Each week we take a look at a campaign that’s caught our eye.
The Conservatives’ new campaign video, entitled ‘Alex Salmond: ready to ‘call the tune’, captures the Labour’s dilemma and the SNP’s paradox in a brief, catchy cartoon. The video serves an obvious purpose: to scare English voters with the Nationalist bogeyman (cleverly alluding to his proposal for HS2 to start in Scotland) so they don’t vote Labour and to encourage the idea that Ed Miliband is too weak to be an effective Prime Minister. But it serves another purpose – to offer to Scottish voters the prospect that they don’t need to vote Labour to have influence at Westminster.

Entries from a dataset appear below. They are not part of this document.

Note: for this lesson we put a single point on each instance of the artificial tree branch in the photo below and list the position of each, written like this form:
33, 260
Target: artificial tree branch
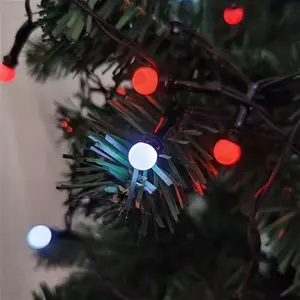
112, 33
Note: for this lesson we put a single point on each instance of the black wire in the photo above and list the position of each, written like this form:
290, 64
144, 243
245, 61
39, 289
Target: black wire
210, 48
108, 29
280, 79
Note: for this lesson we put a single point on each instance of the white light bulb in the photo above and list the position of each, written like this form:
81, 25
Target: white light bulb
142, 156
39, 237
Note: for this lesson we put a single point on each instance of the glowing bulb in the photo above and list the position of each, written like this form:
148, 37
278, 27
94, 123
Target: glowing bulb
227, 152
39, 237
145, 80
233, 15
142, 156
7, 74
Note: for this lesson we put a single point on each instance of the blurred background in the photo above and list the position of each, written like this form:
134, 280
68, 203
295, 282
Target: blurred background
30, 165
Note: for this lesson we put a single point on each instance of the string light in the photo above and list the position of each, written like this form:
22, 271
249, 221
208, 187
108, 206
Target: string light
63, 124
142, 156
145, 80
233, 15
39, 236
7, 74
227, 152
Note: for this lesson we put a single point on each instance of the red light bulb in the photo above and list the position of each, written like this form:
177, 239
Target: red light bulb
7, 74
233, 15
63, 124
145, 80
227, 152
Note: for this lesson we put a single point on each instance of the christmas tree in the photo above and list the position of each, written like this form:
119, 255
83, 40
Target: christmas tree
189, 173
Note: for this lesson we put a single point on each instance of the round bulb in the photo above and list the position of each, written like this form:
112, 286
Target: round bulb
145, 80
39, 236
142, 156
7, 74
233, 16
227, 152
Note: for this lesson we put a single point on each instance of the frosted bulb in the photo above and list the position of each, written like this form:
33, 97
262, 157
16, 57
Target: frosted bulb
39, 237
142, 156
7, 74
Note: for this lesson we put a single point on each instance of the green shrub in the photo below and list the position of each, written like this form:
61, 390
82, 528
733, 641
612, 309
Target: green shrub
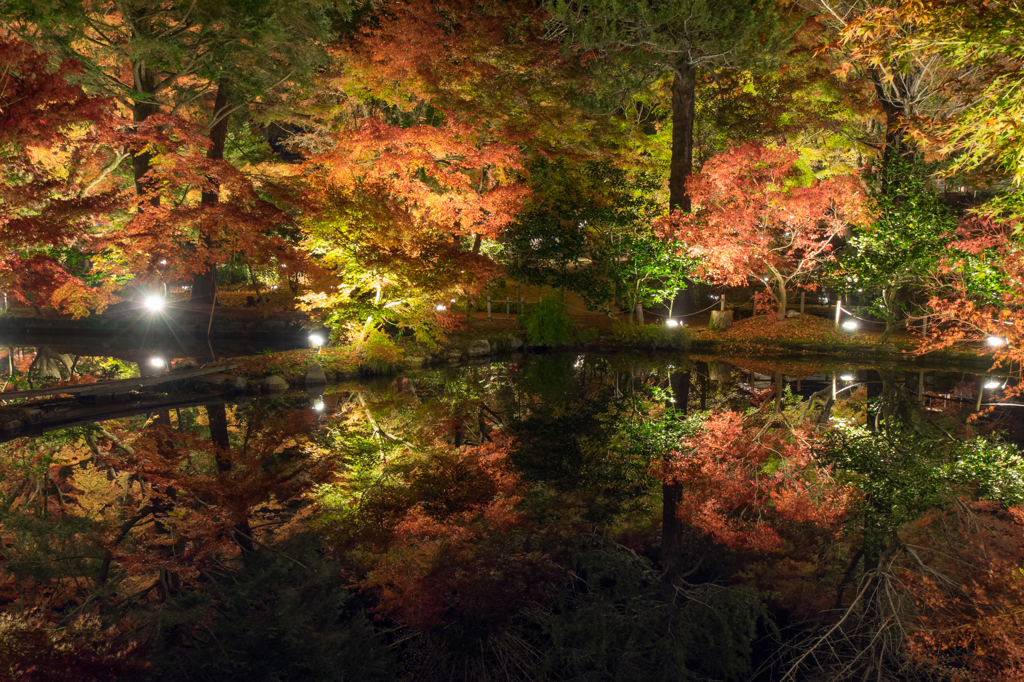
652, 336
547, 324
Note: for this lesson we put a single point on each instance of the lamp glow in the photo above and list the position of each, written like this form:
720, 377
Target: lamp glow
155, 303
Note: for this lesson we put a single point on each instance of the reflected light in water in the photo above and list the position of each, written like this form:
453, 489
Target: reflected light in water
155, 303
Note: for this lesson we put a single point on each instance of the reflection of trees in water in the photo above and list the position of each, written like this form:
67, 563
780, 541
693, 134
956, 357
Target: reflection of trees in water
504, 521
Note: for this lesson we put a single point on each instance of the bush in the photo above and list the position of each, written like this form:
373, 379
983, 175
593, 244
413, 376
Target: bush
547, 324
652, 336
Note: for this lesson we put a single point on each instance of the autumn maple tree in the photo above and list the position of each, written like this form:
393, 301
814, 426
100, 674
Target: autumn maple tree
757, 220
55, 139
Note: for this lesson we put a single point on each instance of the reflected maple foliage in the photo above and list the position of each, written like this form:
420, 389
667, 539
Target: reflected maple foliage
745, 484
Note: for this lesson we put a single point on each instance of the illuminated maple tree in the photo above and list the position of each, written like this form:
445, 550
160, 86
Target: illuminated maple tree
756, 220
55, 140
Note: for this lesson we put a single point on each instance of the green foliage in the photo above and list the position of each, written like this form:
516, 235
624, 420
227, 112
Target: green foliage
902, 473
652, 336
612, 623
547, 324
911, 229
281, 616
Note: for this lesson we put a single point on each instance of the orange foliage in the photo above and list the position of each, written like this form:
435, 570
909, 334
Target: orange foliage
451, 542
743, 482
970, 602
200, 493
752, 222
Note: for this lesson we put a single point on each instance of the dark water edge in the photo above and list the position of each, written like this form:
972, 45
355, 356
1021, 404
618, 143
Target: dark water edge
508, 525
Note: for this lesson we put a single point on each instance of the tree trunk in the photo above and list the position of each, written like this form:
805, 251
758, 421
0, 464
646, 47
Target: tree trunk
683, 102
672, 494
781, 301
894, 103
141, 110
205, 284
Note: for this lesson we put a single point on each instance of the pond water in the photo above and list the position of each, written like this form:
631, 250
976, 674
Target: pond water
558, 517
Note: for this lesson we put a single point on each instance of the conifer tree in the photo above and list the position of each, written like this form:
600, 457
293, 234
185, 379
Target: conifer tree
681, 37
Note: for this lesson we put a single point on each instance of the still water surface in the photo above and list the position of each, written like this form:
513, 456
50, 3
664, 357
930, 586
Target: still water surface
562, 517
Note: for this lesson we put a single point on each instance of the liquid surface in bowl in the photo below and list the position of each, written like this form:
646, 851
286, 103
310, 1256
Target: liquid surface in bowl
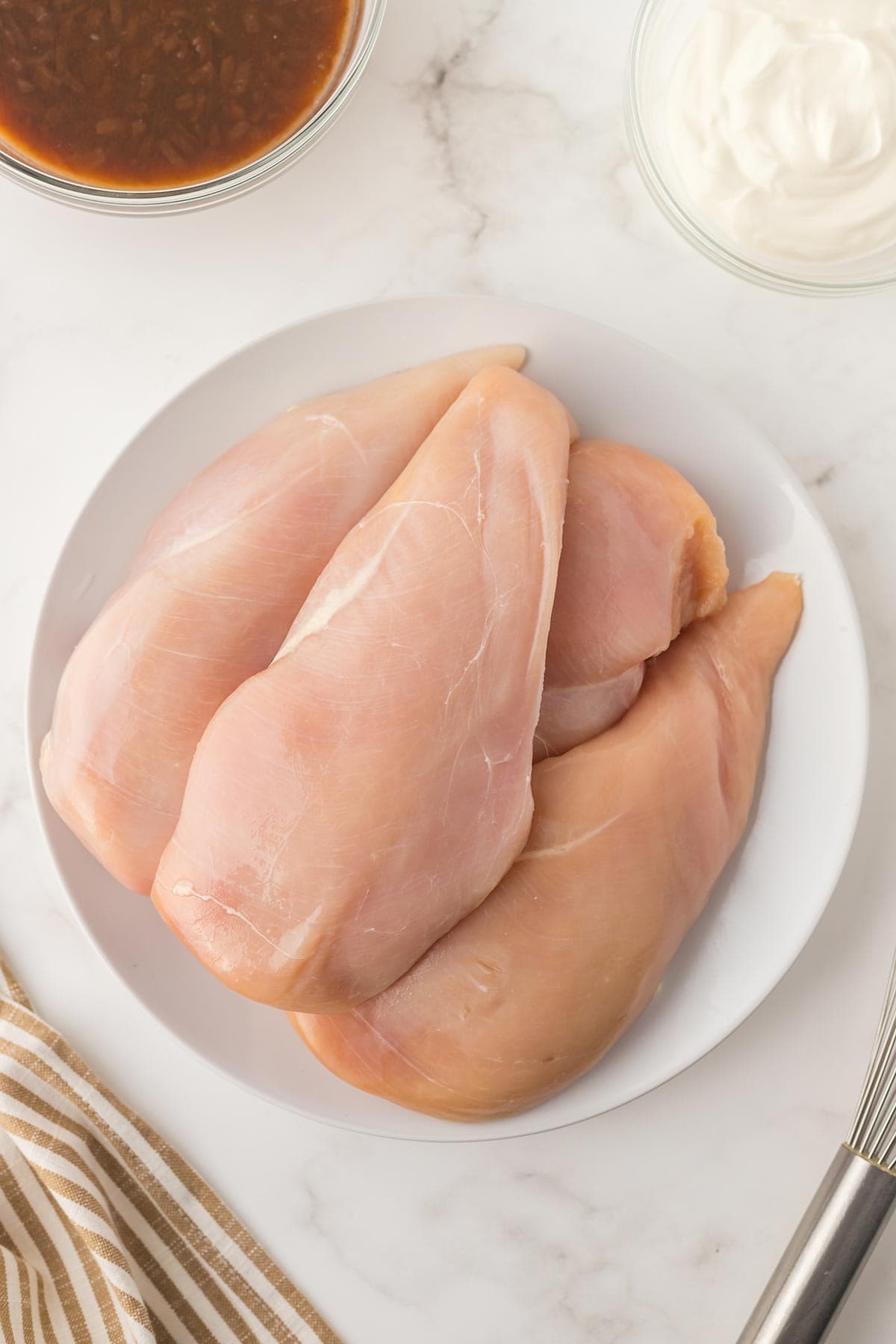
143, 94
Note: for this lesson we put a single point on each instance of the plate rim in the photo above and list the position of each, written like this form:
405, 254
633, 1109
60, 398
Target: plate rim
455, 1130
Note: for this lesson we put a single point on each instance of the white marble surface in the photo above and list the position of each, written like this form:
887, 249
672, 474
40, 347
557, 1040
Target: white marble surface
482, 152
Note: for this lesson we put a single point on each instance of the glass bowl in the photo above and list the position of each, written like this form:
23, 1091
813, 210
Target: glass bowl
660, 33
168, 201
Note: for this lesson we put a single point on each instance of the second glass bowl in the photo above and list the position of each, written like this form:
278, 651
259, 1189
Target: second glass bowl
660, 33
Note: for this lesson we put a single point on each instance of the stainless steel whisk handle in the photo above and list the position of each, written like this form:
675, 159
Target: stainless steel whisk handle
825, 1256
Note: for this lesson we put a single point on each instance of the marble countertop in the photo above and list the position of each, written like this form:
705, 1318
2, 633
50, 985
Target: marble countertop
484, 152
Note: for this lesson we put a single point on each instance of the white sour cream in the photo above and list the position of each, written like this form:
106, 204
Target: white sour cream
782, 124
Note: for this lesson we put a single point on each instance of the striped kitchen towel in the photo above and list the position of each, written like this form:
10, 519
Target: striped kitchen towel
105, 1233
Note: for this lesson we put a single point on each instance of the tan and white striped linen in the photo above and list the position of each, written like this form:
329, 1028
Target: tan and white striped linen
107, 1234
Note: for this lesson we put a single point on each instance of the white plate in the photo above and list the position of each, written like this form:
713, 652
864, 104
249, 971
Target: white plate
773, 892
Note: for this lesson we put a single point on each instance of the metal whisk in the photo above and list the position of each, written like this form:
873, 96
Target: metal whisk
847, 1216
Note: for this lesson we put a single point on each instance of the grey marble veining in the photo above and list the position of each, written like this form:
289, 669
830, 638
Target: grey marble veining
484, 152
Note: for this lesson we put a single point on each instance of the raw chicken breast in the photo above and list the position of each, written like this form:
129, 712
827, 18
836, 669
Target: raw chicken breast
211, 596
641, 559
352, 803
630, 833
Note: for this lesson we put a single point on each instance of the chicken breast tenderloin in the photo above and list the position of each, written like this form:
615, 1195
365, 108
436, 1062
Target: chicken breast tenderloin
630, 833
641, 561
211, 596
354, 801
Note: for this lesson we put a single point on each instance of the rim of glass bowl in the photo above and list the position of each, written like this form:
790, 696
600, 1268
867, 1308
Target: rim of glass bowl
682, 221
227, 186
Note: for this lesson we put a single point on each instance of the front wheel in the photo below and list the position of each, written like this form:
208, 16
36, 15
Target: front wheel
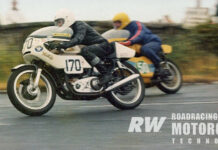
28, 100
131, 94
174, 83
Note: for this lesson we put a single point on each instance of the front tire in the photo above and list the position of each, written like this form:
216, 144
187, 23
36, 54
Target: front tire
139, 96
26, 103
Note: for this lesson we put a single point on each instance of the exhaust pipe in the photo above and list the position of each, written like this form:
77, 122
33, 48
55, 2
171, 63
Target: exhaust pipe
122, 82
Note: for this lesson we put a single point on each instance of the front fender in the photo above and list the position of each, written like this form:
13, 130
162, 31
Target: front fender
35, 67
22, 65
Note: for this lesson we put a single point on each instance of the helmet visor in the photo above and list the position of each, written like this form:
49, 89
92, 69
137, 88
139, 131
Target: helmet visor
59, 22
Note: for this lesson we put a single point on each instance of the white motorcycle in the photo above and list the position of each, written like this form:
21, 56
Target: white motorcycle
32, 87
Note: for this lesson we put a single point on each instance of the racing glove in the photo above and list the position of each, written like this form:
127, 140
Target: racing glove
126, 43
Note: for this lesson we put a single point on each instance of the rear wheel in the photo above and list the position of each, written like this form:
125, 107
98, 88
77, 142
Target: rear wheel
131, 94
174, 81
28, 100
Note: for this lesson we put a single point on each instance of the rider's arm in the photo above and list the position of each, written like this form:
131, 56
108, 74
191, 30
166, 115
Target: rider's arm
79, 29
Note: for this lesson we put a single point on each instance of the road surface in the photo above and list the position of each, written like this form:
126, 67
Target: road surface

David Cameron knows Scottish voters won’t vote Tory, so he would rather they vote SNP. With the referendum won, he doesn’t feel an SNP landslide would risk the Union, and thinks it could make the difference, morally and practically, in claiming the right to govern after 7 May.
Should we add a third dimension? How does Nicola Sturgeon feel about Alex Salmond commanding the attack ads, the press, and the airwaves? After all, she is SNP leader and First Minister, not he. Could the Tories also be trying to sow some division in the Nationalist ranks?
It’s a subtle, multi-layered attack, in which case the producers can be forgiven for mixing their folk references. Alex Salmond appears here in the guise of the Pied Piper (wonderfully named in German der Rattenfanger), beguiling the child-like Labour leader with his enchanting tune. But the title suggests the old saying ‘He who pays the piper calls the tune’. Many English voters probably have a view on whether Scotland pays the piper enough to call the tune. Perhaps the Conservatives want them to remember that.